Border Controls to Remain for Romania and Bulgaria
While the EU formally made Montenegro the most recent candidate last week, the continuing integration of the two Southeast European countries already in the EU hit a roadblock on December 21. Germany and France officially sent a letter to the EU asking for Bulgaria and Romania’s accession into the Schengen area to be delayed. The Schengen area consists of 22 members of the EU, plus Iceland, Norway, and Switzerland where border controls have been greatly reduced to allow for the easy movement of people. As a result, passport control-free travel is one of the biggest benefits of belonging to the EU for most citizens, as it can often take hours to cross the border between the two countries and their EU neighbors.
Officially, the French and German reasoning for requesting the delay is that the two Southeast European countries needed to wage larger battles against corruption and organized crime. Since entry into the Schengen Zone would allow for mobsters to more easily move out of the countries into the rest of Europe, this could be a concern.

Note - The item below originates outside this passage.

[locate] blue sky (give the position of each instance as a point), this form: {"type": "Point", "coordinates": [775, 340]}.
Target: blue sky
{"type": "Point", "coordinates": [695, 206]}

In addition, corruption and judicial reform have remained an area of weakness for the two newest members, as they continually rank at the bottom of the EU (although Greece managed to surpass both of in this year’s Transparency International Index).
However, the two countries were already on schedule to join the block in March 2011, so it is rather late in the game to be requesting a delay, especially since experts had said that both countries were on track to join. While the response from Sofia was that Bulgaria would work to address Franco-German concerns, Bucharest was more confrontational. The Romanian President Traian Basescu said that “[the letter] was an act of discrimination against Romania” which his country would not tolerate, even if it comes from “EU’s most powerful countries”.
Romanian media is already reporting that while corruption might be a convenient excuse to block the country from the Schengen zone, the real reason was Romanian’s large Roma (Gypsy) population. France made the headlines in August for expelling many Roma who were illegally living there, and many of these Roma came from Romania, which has the largest Roma population in Europe. Removing barriers at the border would only have made it easier for Roma (and other Romanians) to travel to Western Europe looking for work. Given the economic situation in France and Germany, leaders in both countries could have been concerned about the possibility of more Romanian and Bulgarians coming west in search of work.
In January, the EU will issue its final report on Romania and Bulgaria’s readiness to join the Schengen Zone, and if the report finds them ready, it will be interesting to see how France and Germany react.